I’d not stayed at Winter Haven in over a year, when I took my then girlfriend for a whirlwind trip to the Bluegrass State while the rest of the family was away. It was a weekend of long walks, sipping bourbon, riding horses and making love all night with the windows wide open while the crickets matched our cries of passion with their singing. It was the one good memory I had of my home. Unfortunately, this trip wouldn’t be anything like that. This trip would be hell.
2
&nb
sp; GINNY
Slowing to a halt, my body heaved with each breath I took. My lungs burned from the warm spring air and noxious exhaust from a delivery truck making its early morning rounds in lower Manhattan. Pulling the buds from my ears, I bent over and braced myself against my knees, trying to catch a deep breath. It had been a couple of weeks since I’d taken a long run and I was surprised how quickly I’d fallen out of shape.
My chest still heaving, I unlocked the main door to my apartment building and began the climb to my third floor walkup in Tribeca near the FBI office I also called home. I’d been assigned here after leaving Quantico two years ago. My brother tried to convince me to come home—to work in Kentucky where our late father was once a crack agent with the Bureau out of Louisville. But I wanted to move to the city—mostly to prove to myself I could do it. That, and in the end, to stupidly follow a man.
It wasn’t as difficult as everyone had said it would be—a southern girl finding her own way in New York City, but then again, I was always up for proving people wrong.

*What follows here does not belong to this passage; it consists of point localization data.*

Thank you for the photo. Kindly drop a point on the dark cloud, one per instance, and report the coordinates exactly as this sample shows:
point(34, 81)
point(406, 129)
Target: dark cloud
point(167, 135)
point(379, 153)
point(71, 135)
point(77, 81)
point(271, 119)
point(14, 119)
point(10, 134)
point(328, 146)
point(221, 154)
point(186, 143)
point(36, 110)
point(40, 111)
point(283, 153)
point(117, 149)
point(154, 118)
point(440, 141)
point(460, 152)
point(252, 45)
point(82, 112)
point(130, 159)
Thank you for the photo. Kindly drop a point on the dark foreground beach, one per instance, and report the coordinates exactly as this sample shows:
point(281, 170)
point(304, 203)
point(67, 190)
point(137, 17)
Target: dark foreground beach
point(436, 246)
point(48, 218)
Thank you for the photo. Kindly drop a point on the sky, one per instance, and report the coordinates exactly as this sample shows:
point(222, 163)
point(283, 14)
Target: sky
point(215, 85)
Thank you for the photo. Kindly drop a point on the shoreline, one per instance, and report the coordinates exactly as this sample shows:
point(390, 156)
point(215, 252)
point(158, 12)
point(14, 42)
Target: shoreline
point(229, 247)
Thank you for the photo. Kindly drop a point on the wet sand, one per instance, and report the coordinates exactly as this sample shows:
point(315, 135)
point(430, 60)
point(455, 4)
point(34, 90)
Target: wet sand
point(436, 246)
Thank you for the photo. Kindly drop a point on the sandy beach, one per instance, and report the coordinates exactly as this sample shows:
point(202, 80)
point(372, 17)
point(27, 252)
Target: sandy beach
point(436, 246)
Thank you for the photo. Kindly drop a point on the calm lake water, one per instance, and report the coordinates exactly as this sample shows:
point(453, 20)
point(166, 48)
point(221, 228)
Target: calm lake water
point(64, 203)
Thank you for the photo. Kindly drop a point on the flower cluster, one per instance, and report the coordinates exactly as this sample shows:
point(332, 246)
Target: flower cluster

Turning the corner of the stairwell, I sauntered my tired body to my door, 3A, and thought about how sore I would be tomorrow. My body was coursing with endorphins, making my legs feel like I could go another five miles, but tomorrow my quads and hamstrings would be crying.
“Virginia?”
I turned the first key in the lock and looked over my shoulder to find my nosy neighbor and the only person since my grandmother to call me by my given name, “It’s Ginny, Mrs. Todaro. Just Ginny. No one calls me Virginia.”
My next door neighbor was the kind of immigrant Italian woman who’d lived through a war and wasn’t afraid of anything—least of all me. Trying to hear what she was saying through her thick accent wasn’t even the worst part about Mrs. Todaro. No, it was the pungent garlic smell that seeped from her apartment like Agent Orange, permeating anything and everything it came in contact with. For this reason, my closet, which just so happened to share a wall with her kitchen, was always filled with air fresheners. The last thing I wanted was to smell like an old Italian restaurant—even if Mrs. Todaro and I had entertained the same amount of men in our bedrooms over past year—zero.